Monday, January 6, 2020

John Baldessari

Americans for the Arts mourns the loss of conceptual artist John Baldessari, who died at his home in Los Angeles on January 2, at age 88.

Baldessari served on Americans for the Arts’ Artists Committee, and in 2005 was awarded the Lifetime Achievement Award at the National Arts Awards, presented to him by Jan Debbaut, who curated one of the first touring retrospective exhibitions of Baldessari's work in 1981. Baldessari was also the featured artist at the National Arts Awards in 2018, which showcased Two Suitcases (Blue)/Six Advocates (1990) and I Will Not Make Any More Boring Art (1973).

Baldessari’s prolific career spanned seven decades. Born on June 17, 1931, in National City, California, Baldessari showed interest in the arts as a young boy. His schoolteachers acknowledged his natural artistic abilities, often picking him to do murals and special projects. That recognition gave him the courage to pursue art, although his father worried it wasn’t a financially practical career. Baldessari received a master’s degree in art in 1957 from what is now San Diego State University and taught art classes in San Diego-area public schools for a decade before landing a position as an assistant professor of art at San Diego State. As one of the founding faculty members of the California Institute of the Arts and a member of the Fine Arts faculty of the University of California, Los Angeles, Baldessari served as a mentor for a multitude of artists, curators, and critics working today.

Initially a painter, Baldessari began to incorporate texts and photography into his canvases in the mid-1960s. In 1970 he began working in printmaking, film, video, installation, sculpture, and photography. He explored language and mass media culture in text-and-image paintings and photo compositions derived from film stills, magazines, and other sources. His work was widely celebrated as both thought-provoking and humorous – some of his most iconic works featured colorful dots pasted over subjects' faces in portraits and found photographs – and has been featured in more than 300 solo exhibitions and in more than 1,000 group exhibitions around the world. Baldessari continued to produce art until very recently. Between 2009 and 2011, a major retrospective of his work, "Pure Beauty," showed at a number of leading art institutions, including London's Tate Modern, the Los Angeles County Museum of Art, and the Metropolitan Museum of Art in New York.

In 2008, to encourage further awareness of the importance of the arts during the presidential election, Americans for the Arts Action Fund commissioned an original, limited-edition poster from Baldessari. The poster featured repeated images of ears, imploring voters and elected officials to: “Listen. Reflect. Choose. Vote.” The work was made available at the Democratic and Republican national conventions. At the time, Baldessari commented, “This poster serves as a call to action. The message is for both the voters and the politicians: take time to listen and reflect on the issues and make your voice heard this election year.”

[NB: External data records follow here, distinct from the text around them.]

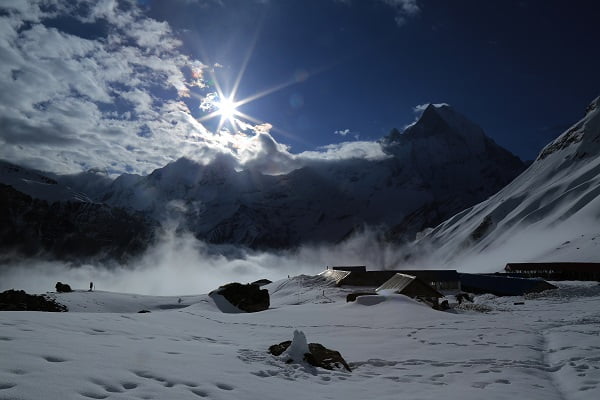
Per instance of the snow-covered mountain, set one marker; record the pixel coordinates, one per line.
(443, 161)
(551, 212)
(40, 216)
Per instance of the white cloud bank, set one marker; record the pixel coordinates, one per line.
(115, 100)
(180, 265)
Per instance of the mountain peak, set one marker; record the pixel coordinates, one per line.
(439, 121)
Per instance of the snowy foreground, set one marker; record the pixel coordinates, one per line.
(548, 348)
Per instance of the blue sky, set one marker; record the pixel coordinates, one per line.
(118, 84)
(522, 70)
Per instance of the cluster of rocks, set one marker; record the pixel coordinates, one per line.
(318, 355)
(63, 287)
(248, 298)
(19, 300)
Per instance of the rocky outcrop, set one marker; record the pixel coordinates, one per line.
(318, 356)
(19, 300)
(248, 298)
(63, 287)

Americans for the Arts President and CEO Robert L. Lynch commented, “The thing I loved most about John Baldessari was his unique sense of humor. He brought that to his art, to his life, and to his commentary in pretty much every situation he encountered. He could be sitting in the White House chuckling and amazed that he was indeed the Medal of Arts recipient, or making the message of our AFTA 2008 presidential campaign poster an image of an ear and a slogan about listening yet believing that was the last thing most candidates were doing, or delighting at the visual beauty of the arrival of a martini with two plump green olives at dinner. We will miss him.”

Among many awards and recognitions, Baldessari was the recipient of the 2014 National Medal of Arts by then president Barack Obama, memberships in the American Academy of Arts and Letters and in the American Academy of Arts and Sciences, the BACA International 2008, and the Golden Lion for Lifetime Achievement awarded by La Biennale di Venezia and the City of Goslar Kaiserring in 2012, among others.

Americans for the Arts is fortunate to have been associated with Baldessari, and is deeply saddened by his passing.